Fomo, singkatan dari “fear of missing out”, menggambarkan rasa takut ketinggalan.
Sebuah tim peneliti Amerika kini telah melakukan penelitian untuk menyelidiki orang-orang mana yang paling berisiko menderita rasa takut ketinggalan.
Para peneliti terkejut bahwa Fomo tidak ada hubungannya dengan usia. Menurut mereka, ada ciri lain yang memicu rasa takut.
Masa pelarangan kontak, isolasi diri, dan lockdown merupakan masa yang sulit. Kami melewatkan banyak hal: teman dan keluarga kami, restoran favorit kami, pergi ke konser, liburan. Hanya ada satu hal yang hampir tidak ada orang yang melewatkannya: Fomo, kependekan dari “takut ketinggalan”.
Selama masa terburuk Corona, kami mampu membebaskan diri dari rasa takut ini. Apa yang harus kamu lewatkan? Semua orang sedang duduk di sofa di rumah sampai Netflix memanggil mereka dengan kalimat pasif-agresif, “Apakah kamu masih menonton?” ingatkan bahwa waktu tidur perlahan mendekat. Namun dengan pelonggaran pembatasan, pilihan kehidupan malam dan rekreasi juga telah kembali – dan dengan itu Fomo. Lambat laun, feed Instagram mulai terisi kembali dengan foto-foto pesta spontan, taman bir, dan piknik. Dan para penderita Fomo mulai bertanya-tanya lagi: “Mengapa saya tidak diundang?” dan “Bukankah sebaiknya aku menenangkan diri dan melakukan sesuatu dengan orang lain?”

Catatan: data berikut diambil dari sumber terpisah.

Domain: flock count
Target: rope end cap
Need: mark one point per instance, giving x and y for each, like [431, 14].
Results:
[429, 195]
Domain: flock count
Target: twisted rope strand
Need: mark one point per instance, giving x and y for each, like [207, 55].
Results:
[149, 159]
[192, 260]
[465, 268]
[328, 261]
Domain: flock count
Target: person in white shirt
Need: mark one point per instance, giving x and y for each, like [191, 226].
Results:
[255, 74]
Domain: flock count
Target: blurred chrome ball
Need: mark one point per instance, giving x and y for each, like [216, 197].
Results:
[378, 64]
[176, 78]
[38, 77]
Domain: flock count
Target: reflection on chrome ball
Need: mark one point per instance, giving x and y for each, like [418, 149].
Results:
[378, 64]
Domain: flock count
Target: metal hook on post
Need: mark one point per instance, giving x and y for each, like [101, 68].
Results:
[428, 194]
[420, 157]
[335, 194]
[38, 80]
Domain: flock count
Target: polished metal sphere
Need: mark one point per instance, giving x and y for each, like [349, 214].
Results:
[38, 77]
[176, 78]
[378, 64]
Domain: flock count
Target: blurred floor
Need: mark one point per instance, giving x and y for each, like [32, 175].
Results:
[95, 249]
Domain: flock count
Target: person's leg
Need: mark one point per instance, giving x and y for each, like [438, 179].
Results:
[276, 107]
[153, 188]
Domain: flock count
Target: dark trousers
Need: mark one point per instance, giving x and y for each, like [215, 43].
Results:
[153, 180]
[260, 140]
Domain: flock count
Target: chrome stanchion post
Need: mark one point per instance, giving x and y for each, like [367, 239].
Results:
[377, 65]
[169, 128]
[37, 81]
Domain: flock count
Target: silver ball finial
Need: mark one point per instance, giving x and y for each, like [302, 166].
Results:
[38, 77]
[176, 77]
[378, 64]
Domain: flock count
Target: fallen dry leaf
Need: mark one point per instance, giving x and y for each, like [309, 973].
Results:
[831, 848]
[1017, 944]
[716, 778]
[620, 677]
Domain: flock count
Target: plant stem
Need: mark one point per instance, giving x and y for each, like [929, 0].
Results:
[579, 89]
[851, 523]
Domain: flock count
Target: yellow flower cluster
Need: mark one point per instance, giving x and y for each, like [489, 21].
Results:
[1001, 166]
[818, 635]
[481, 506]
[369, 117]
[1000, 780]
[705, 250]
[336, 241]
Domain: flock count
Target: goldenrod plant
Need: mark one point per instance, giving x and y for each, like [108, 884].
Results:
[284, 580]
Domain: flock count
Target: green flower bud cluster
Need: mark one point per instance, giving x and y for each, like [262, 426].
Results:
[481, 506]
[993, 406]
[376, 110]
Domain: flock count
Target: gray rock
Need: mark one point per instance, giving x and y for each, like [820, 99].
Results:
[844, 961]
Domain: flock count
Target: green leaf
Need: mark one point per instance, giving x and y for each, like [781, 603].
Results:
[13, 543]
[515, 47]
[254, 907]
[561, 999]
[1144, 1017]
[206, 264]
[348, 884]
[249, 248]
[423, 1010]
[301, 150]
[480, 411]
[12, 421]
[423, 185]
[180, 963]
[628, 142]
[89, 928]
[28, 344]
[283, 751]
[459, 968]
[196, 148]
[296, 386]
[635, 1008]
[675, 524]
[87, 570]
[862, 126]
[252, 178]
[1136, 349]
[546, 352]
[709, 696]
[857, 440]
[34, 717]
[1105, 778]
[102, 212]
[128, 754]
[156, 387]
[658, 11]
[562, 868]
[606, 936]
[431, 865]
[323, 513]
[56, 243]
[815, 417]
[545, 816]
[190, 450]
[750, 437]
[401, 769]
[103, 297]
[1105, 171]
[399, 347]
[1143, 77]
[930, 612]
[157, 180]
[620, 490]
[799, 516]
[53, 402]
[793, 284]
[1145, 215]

Fomo merupakan fenomena generasi muda? Salah
Sebuah tim peneliti yang dipimpin oleh psikolog Christopher Barry dari Washington State University kini telah menyelidiki pertanyaan tentang siapa yang sebenarnya sangat rentan terhadap rasa takut yang mengganggu akan kehilangan sesuatu – dan siapa, sebaliknya, yang mampu mengatasi dengan baik ketika mereka tidak selalu bersama mereka. ada dimana-mana. Ruang belajar diterbitkan dalam jurnal “Journal of Social and Personal Relationships”.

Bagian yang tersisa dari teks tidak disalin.